I did not dare to look and it was just as well, since even as my eyes were closing, so did Menenhetet push my mother to her knees before his short white skirt. I felt the force of their thoughts like one chariot running full amok into another, and again I saw into his mind. She must have seen it too, for all strength broke in her, and she cried out. My great-grandfather said, “Set’s cock is in your mouth.”
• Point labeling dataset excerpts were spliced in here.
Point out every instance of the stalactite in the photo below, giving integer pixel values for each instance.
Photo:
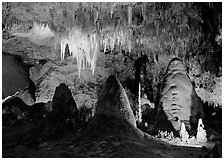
(139, 104)
(143, 7)
(129, 15)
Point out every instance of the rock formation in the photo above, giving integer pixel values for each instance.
(201, 132)
(113, 115)
(14, 75)
(113, 101)
(178, 101)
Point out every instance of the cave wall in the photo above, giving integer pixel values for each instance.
(14, 74)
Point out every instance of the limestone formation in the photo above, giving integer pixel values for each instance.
(201, 132)
(113, 115)
(177, 98)
(113, 101)
(14, 75)
(183, 133)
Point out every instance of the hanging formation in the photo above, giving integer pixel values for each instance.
(82, 47)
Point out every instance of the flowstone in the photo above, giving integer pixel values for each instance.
(201, 132)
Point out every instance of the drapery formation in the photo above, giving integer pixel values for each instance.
(82, 47)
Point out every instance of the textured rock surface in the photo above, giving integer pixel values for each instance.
(178, 99)
(14, 75)
(113, 101)
(63, 101)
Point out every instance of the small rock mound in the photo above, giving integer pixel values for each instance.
(178, 101)
(114, 115)
(63, 101)
(63, 117)
(113, 101)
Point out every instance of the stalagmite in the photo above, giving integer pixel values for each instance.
(183, 133)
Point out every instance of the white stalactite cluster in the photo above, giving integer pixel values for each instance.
(82, 47)
(111, 38)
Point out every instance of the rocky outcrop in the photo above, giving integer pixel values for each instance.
(63, 101)
(113, 101)
(14, 75)
(52, 123)
(114, 115)
(178, 101)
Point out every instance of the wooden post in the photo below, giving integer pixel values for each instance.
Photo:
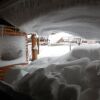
(34, 47)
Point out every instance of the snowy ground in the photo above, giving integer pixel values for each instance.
(54, 51)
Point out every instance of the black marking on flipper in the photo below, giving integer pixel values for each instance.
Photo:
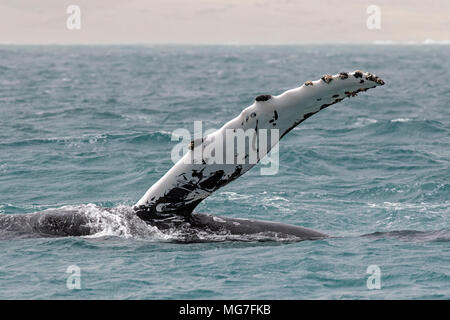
(211, 182)
(358, 74)
(194, 143)
(327, 78)
(307, 115)
(263, 97)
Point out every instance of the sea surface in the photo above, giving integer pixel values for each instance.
(91, 126)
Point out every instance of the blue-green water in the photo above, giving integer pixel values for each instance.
(92, 125)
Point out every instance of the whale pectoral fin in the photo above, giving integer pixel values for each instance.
(192, 180)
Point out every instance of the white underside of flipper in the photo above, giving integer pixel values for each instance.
(186, 184)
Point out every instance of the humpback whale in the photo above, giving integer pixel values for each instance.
(169, 204)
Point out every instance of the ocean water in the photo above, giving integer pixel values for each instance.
(90, 126)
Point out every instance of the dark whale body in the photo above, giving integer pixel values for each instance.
(75, 223)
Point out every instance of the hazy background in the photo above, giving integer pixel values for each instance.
(223, 21)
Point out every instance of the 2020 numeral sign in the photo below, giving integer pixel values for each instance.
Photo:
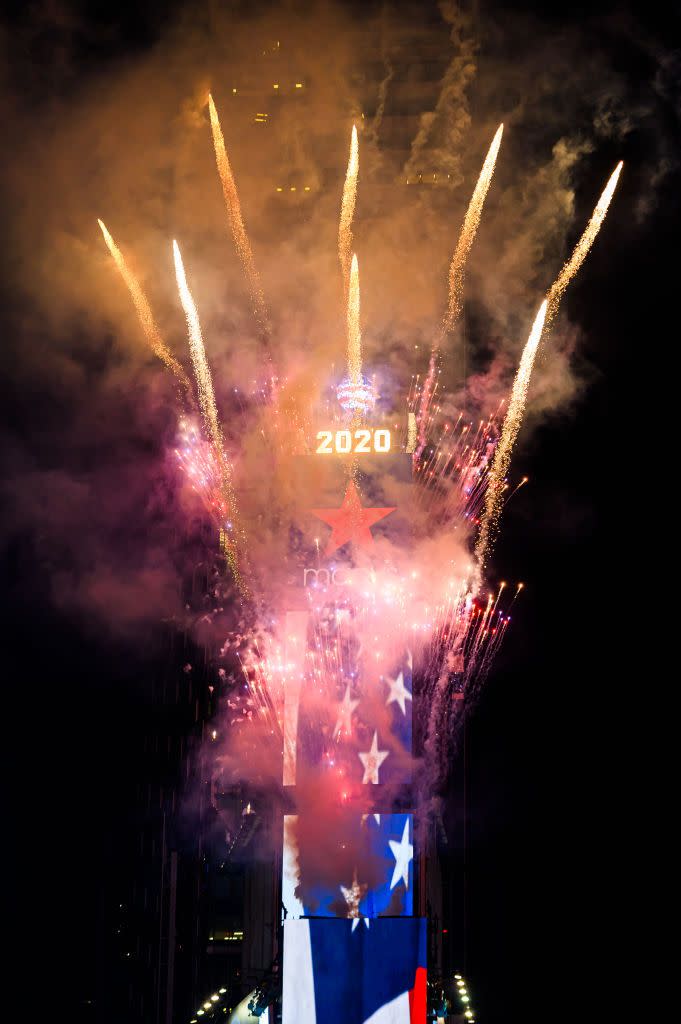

I had a true sense of poison then, like a vindictiveness brooding in the intestines of the wind, and do not know if I swooned but I was living in darkness, not six, nor twelve, not twenty-one, nor even dead—was I dead?—but in the alcove off the grand gallery of the Pyramid, Menenhetet’s cock was certainly in my mouth. My jaws froze. I felt helpless in every muscle, and a rage at the core of my will. I had only to bite and he, too, would scream. I knew at that instant I was equal to my mother, and could not separate myself from her, could not say I was Menenhetet Two, the young and noble warrior, too soon dead, and feeling no fall from the heights of my own pride, for the mouth which sucked on him was not my own mouth but my mother’s in all the windings of her thought and the currents of her senses, and I knew the cock of Set as she knew it on the roof garden of my great-grandfather’s house above the banks of the Nile and his flesh was hot as the smelting pits of a sulphur mine to s
corch the flesh of her palate. My mind resting in hers, so was my mouth living in her mouth, and I tasted a curse deep as the virulence in the seed of Set, and Menenhetet’s hand was still holding mine, while the fingers of his other hand clasped the back of my head. Through my mother’s ears I could hear the unspoken voice of my great-grandfather as he had spoken once to her while her mouth was engorged, and with a throbbing upon her face (my face) like the quivering of lightning in the heavy load of a murderous sky, so did something come up out of the bile of existence, some noxious marrow of the corruptions of the dead, and Menenhetet came forth into her mouth, so into my mouth, out of the loins of the dead Menenhetet, in the alcove of the Pyramid where I knelt so did his discharge come like a bolt and by the light of its flash I knew how he held her head on the garden of that roof, the iron of his last shuddering pulse dripping its salt onto the back of her tongue, and those thoughts passing from his head into hers, so was a cock withdrawn from my mouth in the dark, and I in the Land of the Dead began to feel a little happy expectation for what might be waiting next, even as Hathfertiti, lips bruised and perfumes turned by the onslaught of his carnal aroma, had a happiness nonetheless in her limbs and a scent of a rose in the finest folds of her meat since she, too, had an expectation now for the morning. On that thought, there still on my knees, I was transported with her, as by one breath of my mind, to the golden light of our trip downriver in all the splendid anticipation of an audience with our Pharaoh, Ramses Nine, while I dreamed of Him in all the morning effulgence of the Nile.
TWO
Just as we can stare into the depth of a golden goblet and find the reverberation of a thought in the last drop, so did I comprehend that the last treasure of this day on the river would be found in the private rooms of the Pharaoh. Sitting on my cushion of silver filigree, the cheeks of my buttocks in subtle tumult, I curved my body into the soft reception of Hathfertiti’s arm, and felt new heats in my thighs to bring back the memory of my mother and Menenhetet from the night before. What a transformation! Last night I had nearly cried out with my mother. Today I sat in the boat lulled with heat.